Data Export¶
In this tutorial, you will learn how to export data from the Celonis EMS into your local Python project. This allows you to perform analyses on your Celonis data using tools, such as Pandas, or run machine learning algorithms on it. More specifically, you will learn:
- Where to find the data that can be exported
- How to define which data to retrieve using PQL
- How to export the data as a Pandas dataframe
Prerequisites¶
To follow this tutorial, you should have created a data pool as well as a data model and should have uploaded data into it. As we continue working with the SAP Purchase-to-Pay (P2P) tables from the Data Upload tutorial, it is recommended to complete the Data Push tutorial first before embarking on this tutorial.
Tutorial¶
1. Import PyCelonis and connect to Celonis API¶
from pycelonis import get_celonis
celonis = get_celonis(permissions=False)
[2022-11-28 14:08:52,772] INFO: No `base_url` given. Using environment variable 'CELONIS_URL' [2022-11-28 14:08:52,773] INFO: No `api_token` given. Using environment variable 'CELONIS_API_TOKEN'
[2022-11-28 14:08:52,855] WARNING: KeyType is not set. Defaulted to 'APP_KEY'.

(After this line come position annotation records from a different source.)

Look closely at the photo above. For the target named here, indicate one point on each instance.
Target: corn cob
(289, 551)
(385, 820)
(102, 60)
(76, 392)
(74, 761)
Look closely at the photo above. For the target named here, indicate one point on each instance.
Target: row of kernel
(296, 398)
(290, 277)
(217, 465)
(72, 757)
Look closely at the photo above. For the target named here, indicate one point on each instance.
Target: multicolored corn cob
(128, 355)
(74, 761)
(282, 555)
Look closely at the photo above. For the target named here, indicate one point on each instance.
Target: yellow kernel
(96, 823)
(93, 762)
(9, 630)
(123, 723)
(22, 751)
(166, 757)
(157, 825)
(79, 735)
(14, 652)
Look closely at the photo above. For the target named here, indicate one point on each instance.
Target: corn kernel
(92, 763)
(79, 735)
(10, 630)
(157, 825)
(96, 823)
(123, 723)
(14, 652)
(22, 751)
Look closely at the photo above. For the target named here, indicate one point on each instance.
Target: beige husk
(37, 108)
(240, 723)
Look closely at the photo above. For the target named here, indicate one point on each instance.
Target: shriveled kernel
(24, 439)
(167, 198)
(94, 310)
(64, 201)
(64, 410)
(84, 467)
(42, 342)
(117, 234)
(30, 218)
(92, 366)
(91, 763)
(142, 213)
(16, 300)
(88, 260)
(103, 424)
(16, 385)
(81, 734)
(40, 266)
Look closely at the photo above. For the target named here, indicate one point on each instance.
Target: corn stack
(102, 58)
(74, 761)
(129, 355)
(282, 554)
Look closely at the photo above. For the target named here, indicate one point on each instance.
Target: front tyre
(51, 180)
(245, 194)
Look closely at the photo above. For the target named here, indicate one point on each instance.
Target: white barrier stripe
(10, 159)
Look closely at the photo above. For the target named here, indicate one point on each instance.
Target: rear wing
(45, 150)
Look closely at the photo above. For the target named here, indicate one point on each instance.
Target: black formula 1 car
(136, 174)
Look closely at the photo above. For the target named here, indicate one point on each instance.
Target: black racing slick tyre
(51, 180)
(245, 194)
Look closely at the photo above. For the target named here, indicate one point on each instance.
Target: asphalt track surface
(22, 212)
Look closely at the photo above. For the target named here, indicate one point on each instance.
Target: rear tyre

[2022-11-28 14:08:52,857] INFO: Initial connect successful! PyCelonis Version: 2.0.0
2. Find the data to be exported from the EMS¶
The first step in exporting data from the EMS is to find the location where the data is stored, i.e. the corresponding data pool and data model.
data_pool = celonis.data_integration.get_data_pools().find("PyCelonis Tutorial Data Pool")
data_pool
DataPool(id='4fb45b3c-f80a-4c23-9bc7-6c5ee3e2b4de', name='PyCelonis Tutorial Data Pool')
data_model = data_pool.get_data_models().find("PyCelonis Tutorial Data Model")
data_model
DataModel(id='30bb734f-edbd-4fa2-b90d-dfbe1e6168e9', name='PyCelonis Tutorial Data Model', pool_id='4fb45b3c-f80a-4c23-9bc7-6c5ee3e2b4de')
Important:
In the data export, data is retrieved from the data model and not from the data pool. This is different from the data push, where the data is first inserted into the data pool and then loaded into a data model. This design choice has been implemented, as data models are specifically designed to support fast querying of process data via Celonis' custom Process Query Language (PQL).
3. Define PQL query and export result as Pandas dataframe¶
Data from the EMS is retrieved via Celonis' custom querying language PQL. Hence, in order to export data, we first need to specify a PQL query that defines which data to retrieve and can then export the resulting table as a Pandas dataframe.
PyCelonis supports four types of objects to construct such PQL query:
PQL Object | Description |
---|---|
PQL |
Base object, which will be used to add elements, such as columns and filters, to the query. |
PQLColumn |
Specifies a column of a data model table in the format "table"."column" that should be retrieved. It is possible to add columns from different tables to the query. These columns will be aggregated into a single table using PQL's implicit join functionality. However, for this, we first need to define relationships between the data model tables using foreign keys. For a guide on how to do this, refer to the Data Model - Advanced tutorial. |
PQLFilter |
Specifies a filter that should be applied to the resulting table. It is possible to add multiple filters. These filters will be connected via an AND logic. |
OrderByColumn |
Specifies the column according to which to sort the resulting table. It is possible to add multiple order-columns. In this case, the first added order-column is the most important, the second added order-column the second-most important, and so on. |
All these objects can be imported from pycelonis.pql.pql
:
from pycelonis.pql import PQL, PQLColumn, PQLFilter, OrderByColumn
3.1 PQL Base Object¶
The first step in creating a PQL query is to instantiate the PQL base object, which takes as input arguments:
Name | Type | Description | Default |
---|---|---|---|
distinct |
bool |
If true, all duplicate rows are removed. Note: It is recommended to only enable this functionality if really needed, as data deduplication significantly reduces the query performance! |
False |
limit |
int |
Result is limited to a certain number of rows | None |
offset |
int |
Result skips a certain number of rows | None |
query = PQL(distinct=False, limit=None, offset=None)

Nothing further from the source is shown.